Throughout this insightful notice by the United States Patent and Trademark Office (USPTO), DC IP Lawyers emphasize the key considerations surrounding inventorship in AI-assisted inventions. The USPTO clarifies that only humans can be recognized as inventors, explicitly excluding AI systems. While AI-assisted inventions remain patentable, the USPTO asserts that human inventors must significantly contribute to the underlying invention.

In line with established case law, DC IP Lawyers stress the importance of naming only natural persons who have made substantial contributions as inventors. Any attempt to list AI systems or machines as inventors will be deemed improper by the USPTO, as reiterated in the Thaler v. Vidal case. The guidance highlights the need for a thorough inventorship determination, emphasizing that AI systems, though incapable of being named as inventors, can play a role in the invention process.

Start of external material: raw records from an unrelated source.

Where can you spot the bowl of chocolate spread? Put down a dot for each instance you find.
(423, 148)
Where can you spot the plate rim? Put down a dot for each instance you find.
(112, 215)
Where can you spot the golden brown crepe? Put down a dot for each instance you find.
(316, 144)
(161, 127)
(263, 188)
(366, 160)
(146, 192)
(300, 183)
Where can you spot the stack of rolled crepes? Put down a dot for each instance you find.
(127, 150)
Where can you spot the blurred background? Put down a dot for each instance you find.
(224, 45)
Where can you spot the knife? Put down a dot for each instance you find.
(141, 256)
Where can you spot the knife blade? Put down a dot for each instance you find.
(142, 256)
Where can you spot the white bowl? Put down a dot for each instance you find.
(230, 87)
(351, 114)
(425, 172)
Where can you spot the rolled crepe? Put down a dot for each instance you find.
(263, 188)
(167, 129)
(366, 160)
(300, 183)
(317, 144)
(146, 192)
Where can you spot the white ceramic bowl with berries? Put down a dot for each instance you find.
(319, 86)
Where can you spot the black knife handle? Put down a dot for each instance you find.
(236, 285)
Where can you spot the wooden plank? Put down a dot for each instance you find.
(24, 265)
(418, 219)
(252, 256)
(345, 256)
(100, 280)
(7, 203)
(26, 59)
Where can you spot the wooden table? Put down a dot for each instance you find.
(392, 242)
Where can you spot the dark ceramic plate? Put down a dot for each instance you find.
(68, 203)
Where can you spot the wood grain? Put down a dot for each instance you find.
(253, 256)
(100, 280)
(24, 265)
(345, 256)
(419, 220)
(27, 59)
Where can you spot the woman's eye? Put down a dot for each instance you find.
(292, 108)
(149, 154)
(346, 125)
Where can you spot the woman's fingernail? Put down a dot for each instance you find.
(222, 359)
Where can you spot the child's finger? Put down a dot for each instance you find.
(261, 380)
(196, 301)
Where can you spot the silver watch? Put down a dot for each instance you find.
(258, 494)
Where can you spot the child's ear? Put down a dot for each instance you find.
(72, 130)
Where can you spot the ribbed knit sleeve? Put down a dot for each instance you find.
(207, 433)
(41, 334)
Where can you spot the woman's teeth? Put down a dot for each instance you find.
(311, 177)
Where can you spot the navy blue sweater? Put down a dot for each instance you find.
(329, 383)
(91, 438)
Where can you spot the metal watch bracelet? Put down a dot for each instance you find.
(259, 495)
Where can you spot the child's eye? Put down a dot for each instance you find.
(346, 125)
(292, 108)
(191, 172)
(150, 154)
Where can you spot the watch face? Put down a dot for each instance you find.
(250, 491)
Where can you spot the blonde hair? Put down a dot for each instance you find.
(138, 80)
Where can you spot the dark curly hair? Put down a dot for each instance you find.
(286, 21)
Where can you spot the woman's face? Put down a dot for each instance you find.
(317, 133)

DC IP Lawyers draw attention to the obligation of patent practitioners to perform a reasonable inquiry into inventorship, particularly with AI-assisted inventions. The duty of candor and good faith extends to inventorship determinations, with practitioners required to disclose information that challenges inventorship claims. The guidance prompts practitioners to consider the ubiquitous nature of AI in the invention process and raises questions about whether detailed inventorship analyses will become a standard requirement, potentially altering current patent practice.

As users navigate the evolving landscape of AI-assisted inventions, DC IP Lawyers recommend open discussions with clients regarding proper inventorship and advise on the limitations surrounding the inclusion of AI systems as inventors in patent applications.